Smoking, diabetes, and in women, a short period of fertility, are associated with the development of rheumatoid arthritis, according to a study in the Annals of Rheumatic Diseases. Research shows that several environmental factors may have a role.
Swedish researchers surveyed over 400 patients with rheumatoid arthritis who had been treated at a University Hospital clinic between 1980 and 1995. Over 800 randomly selected healthy people were also surveyed. The questionnaires included requests for information on lifestyle factors, reproductive history, illness, stress, and exposure to a range of potential allergens.
Just over two thirds of the patients, and 59% of the healthy people responded. The results showed that women who had insulin-dependent diabetes were 10 times more likely to have the disease, and those who started their periods late and entered menopause early were over twice as likely to have rheumatoid arthritis. Prolonged use of hair dyes also doubled the risk.

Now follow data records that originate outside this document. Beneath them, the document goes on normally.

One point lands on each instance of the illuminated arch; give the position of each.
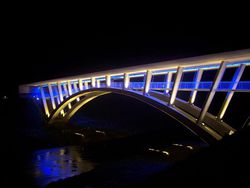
(155, 99)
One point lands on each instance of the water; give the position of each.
(50, 165)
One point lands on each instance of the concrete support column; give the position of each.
(108, 81)
(60, 91)
(235, 80)
(197, 80)
(46, 109)
(212, 92)
(69, 88)
(93, 82)
(52, 96)
(80, 84)
(126, 81)
(176, 85)
(168, 82)
(147, 82)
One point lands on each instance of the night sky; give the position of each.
(47, 53)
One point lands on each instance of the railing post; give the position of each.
(67, 94)
(126, 81)
(51, 96)
(235, 80)
(98, 83)
(197, 80)
(147, 82)
(66, 90)
(212, 92)
(69, 88)
(80, 84)
(176, 85)
(86, 85)
(75, 87)
(168, 82)
(46, 109)
(108, 81)
(60, 91)
(76, 90)
(93, 84)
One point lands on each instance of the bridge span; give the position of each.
(156, 84)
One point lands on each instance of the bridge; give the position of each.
(156, 84)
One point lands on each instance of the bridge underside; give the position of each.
(157, 85)
(187, 114)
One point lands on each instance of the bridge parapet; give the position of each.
(166, 78)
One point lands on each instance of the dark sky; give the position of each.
(45, 54)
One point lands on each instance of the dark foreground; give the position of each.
(224, 163)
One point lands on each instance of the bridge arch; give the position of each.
(154, 99)
(62, 97)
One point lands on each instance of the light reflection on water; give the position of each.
(58, 163)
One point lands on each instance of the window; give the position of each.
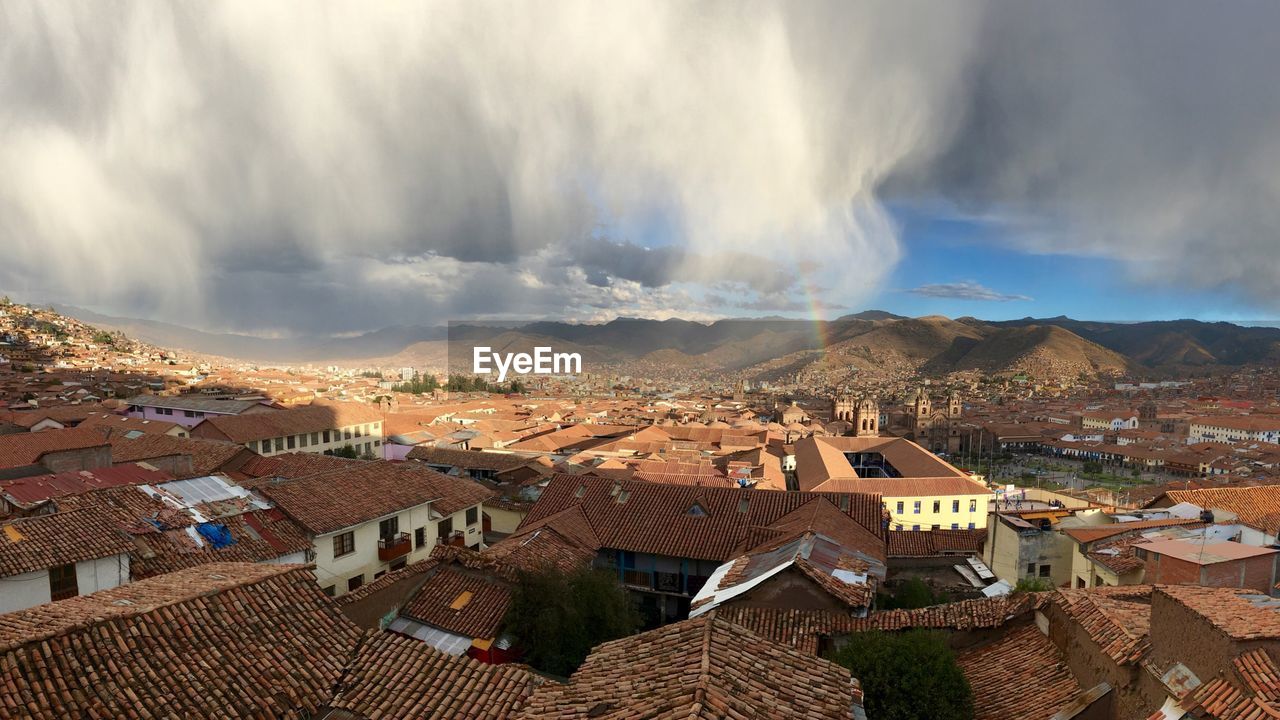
(343, 545)
(62, 582)
(388, 528)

Being an ex or current smoker significantly increased the risk of developing rheumatoid arthritis for both sexes. And in men this rose according to the number of cigarettes smoked every day, with those smoking more than a pack a day almost three times as likely to have the disease.
A history of allergies did not increase risk; if anything, it seemed to do the opposite. But men who had been repeatedly exposed to mould in their homes were over four times as likely to have the disease, while those living or working with farm animals were over three times as likely to be affected.